Мы вышли из дома и, обогнув его, подошли к дровяному сараю. Марина Борисовна пошарила под притолокой, достала ключ. Сказывалась близость Александровки от города — сарай запирали от лихих людей (не говоря уже о доме), но это была еще деревня, и ключ находился рядом с замком.
Она отомкнула здоровенный амбарный замок, чиркнула спичкой. Огонь выхватил из темноты ряды поленьев, сложенные в углу топоры.
— Вот тут одна застреха есть — нипочем не заметишь. Мне Гена ее как-то раз показывал. Даже не знаю зачем. Хотя теперь знаю — может, специально для такого вот случая.
Она встала на скамеечку, потянулась рукой вверх. Видимо, между бревнами, из которых был сложен сарай, был паз, невидимый снизу.
— Ну что? — спросила я.
— Что-то есть, — тусклым голосом ответила Марина Борисовна. Как видно, после смерти Бунчука уже ничто не могло ее сильно взволновать.
Она опустилась на пол, держа в руках небольшой мешочек и сверток побольше.
— Пойдемте в дом, тут ничего не увидишь, — предложила хозяйка.
Мы вернулись в дом. Остановившись в передней, Марина Борисовна открыла мешочек и высыпала его содержимое на стол. В комнате сразу посветлело.
— Что это? — удивленно спросила Марина.
— По всей видимости, бриллианты, — сказала я. — И скорее всего настоящие — зачем бы Геннадий Егорович стал прятать подделку.
— Так вот из-за чего он такую смерть принял! — воскликнула она. Видимо, боясь, что я неправильно ее пойму, Марина добавила: — Нет, он не жадным был, но упрямым. Не любил уступать. Если они требовали, чтобы он им нажитое отдал, он из одного упрямства до конца держался.
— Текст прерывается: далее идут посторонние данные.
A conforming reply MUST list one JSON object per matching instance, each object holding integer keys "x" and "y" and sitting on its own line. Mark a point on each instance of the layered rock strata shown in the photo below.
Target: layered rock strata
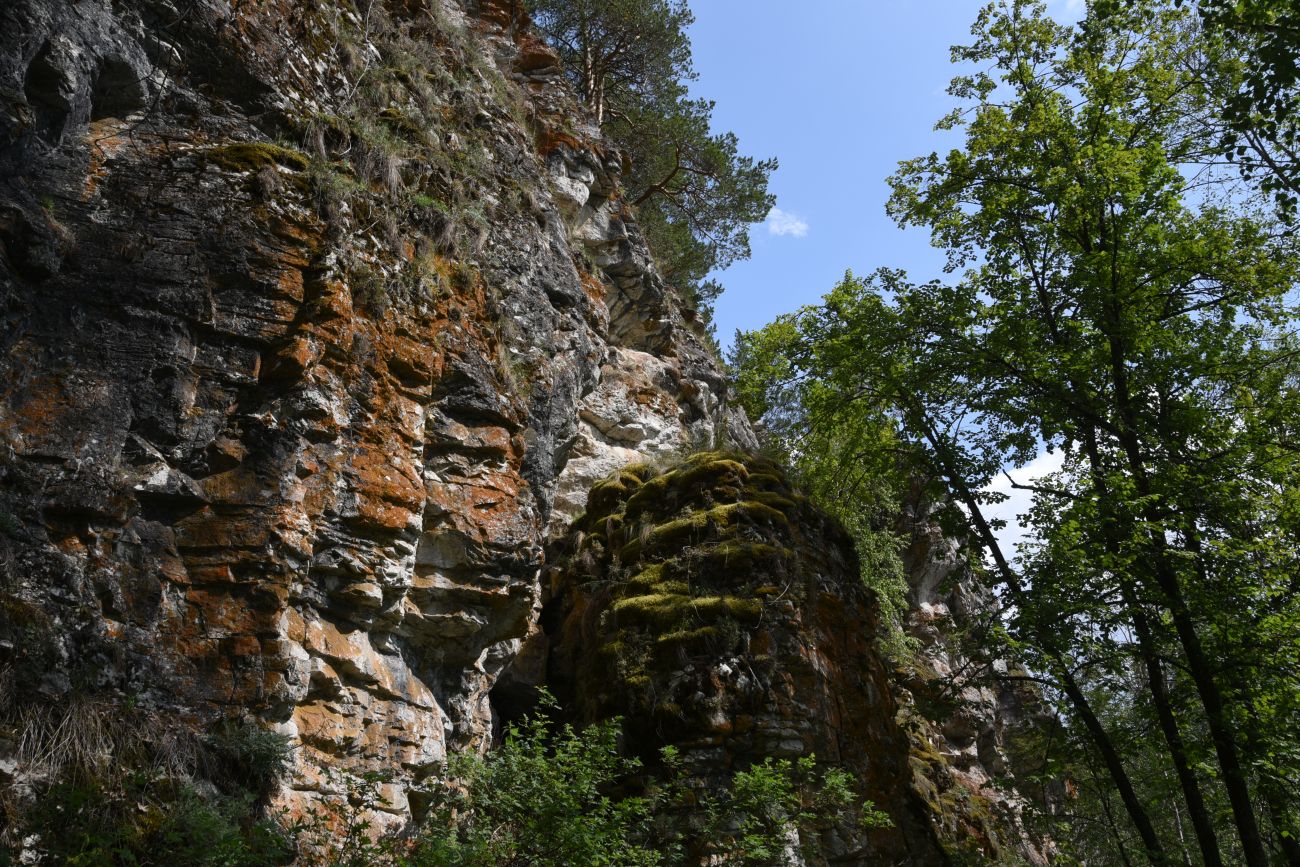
{"x": 317, "y": 324}
{"x": 313, "y": 319}
{"x": 723, "y": 615}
Что ж, будет теперь на что его похоронить, будет на что семье жить.
— Мне кажется, он предназначал их для вас, — заметила я. — Поэтому и держал здесь, а не дома.
— Нет, я не возьму, — упрямо покачала головой Марина. — Не хочу, чтобы его жена про меня такое говорила — из-за камешков, мол, за ним увязалась, богатства захотела. Мне он был нужен, а не деньги или бриллианты эти. Ладно, давайте этот сверток поглядим.